Jürgen Habermas geht in diesem Zusammenhang davon aus, dass ‚im Publikum der Staatsbürger‘ die gebrauchswertorientierten – und das heißt: an Erfolg kontrollierbaren Erwartungen zunehmen. Das steigende Anspruchsniveau verhalte sich zum wachsenden Legitimationsbedarf proportional: die fiskalisch abgeschöpfte Ressource ‚Wert‘ müsse die knappe Ressource ‚Sinn‘ substituieren. ‚Fehlende Legitimationen müssen durch systemkonforme Entschädigungen ausgeglichen werden. Eine Legitimationskrise entsteht, sobald die Ansprüche schneller steigen, als die disponible Wertmasse, oder wenn Erwartungen entstehen, die mit systemkonformen Entschädigungen nicht mehr befriedigt werden können.‘ Diesem Bedürfnistyp entspricht eine politisch abstrakte Grundhaltung, verbunden mit einer überwiegend privatistischen Karriere-, Freizeit- und Konsumorientierung. Habermas hat den zugrundeliegenden Einstellungskomplex in den zwei Syndromen des ‚staatsbürgerlichen und familial-beruflichen Privatismus‘ zusammengefasst.“

Im Februar 2021 gewinnt man den Eindruck, dass sich das gesellschaftliche System – im Zusammenspiel seiner Subsysteme – auf einen Kipppunkt zubewegt. Erstaunlich waren bislang die Akzeptanzwerte zum politischen Krisenmanagement, so dass man Jürgen Habermas weitgehend entgegenhalten kann, dass es selbst angesichts der drastischen Einschränkungen über die letzten 12 Monate nicht wirklich zu einer nachhaltigen Legitimationskrise gekommen ist, etwas worauf die AfD in überlebensgieriger Haltung wartet. Spannend in diesem Mega-Wahl-Jahr wird nunmehr sein, inwieweit die oben genannten Kriterien für eine über das politische System gewährleistete Systemintegration weiterhin Bestand haben! Erosionserscheinungen lassen sich deutlich erkennen mit Blick auf das Impfdesaster sowie mit Blick auf erkennbare Kommunikationsdefizite hinsichtlich der sogenannten Inzidenzwerte (50 bzw. 35 pro 100.000) und die damit nach wie vor begründeten Einschränkungen.

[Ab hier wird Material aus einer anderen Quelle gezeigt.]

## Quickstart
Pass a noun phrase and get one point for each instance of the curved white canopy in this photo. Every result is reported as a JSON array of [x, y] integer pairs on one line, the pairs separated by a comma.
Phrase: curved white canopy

Aber eigentlich wollte ich ja nur verdeutlichen, wie ich behutsam von der einen Seite (Jürgen Habermas) zur anderen Seite (Niklas Luhmann) geraten bin – hierzu ein Zitat, mit dem ich die Festschrift zu meinem Berufsausstieg 2017 eingeleitet habe:

„Denn es geht hier (bei vielen privaten und öffentlichen Konflikten, Anm. Verf.), möchte ich vermuten, um nichts Geringeres als das allen Weltbeschreibungen erster Ordnung inhärente Paranoia-Potential und die von ihm gebundene und entbundene Gewalt. Wo immer Menschen anfangen, ihre Weltbilder distanzlos zu bewohnen und ihre Einteilungen des Seienden im Ganzen als eine Arena realer Kämpfe zu erleben, dort sind sie der Versuchung ausgesetzt, für ihre Identitätskonstrukte bis zum bitteren Ende zu kämpfen und für ihre Fiktionen zu töten.“ (Peter Sloterdijk, in: Luhmann Lektüren, Berlin 2010, S. 153)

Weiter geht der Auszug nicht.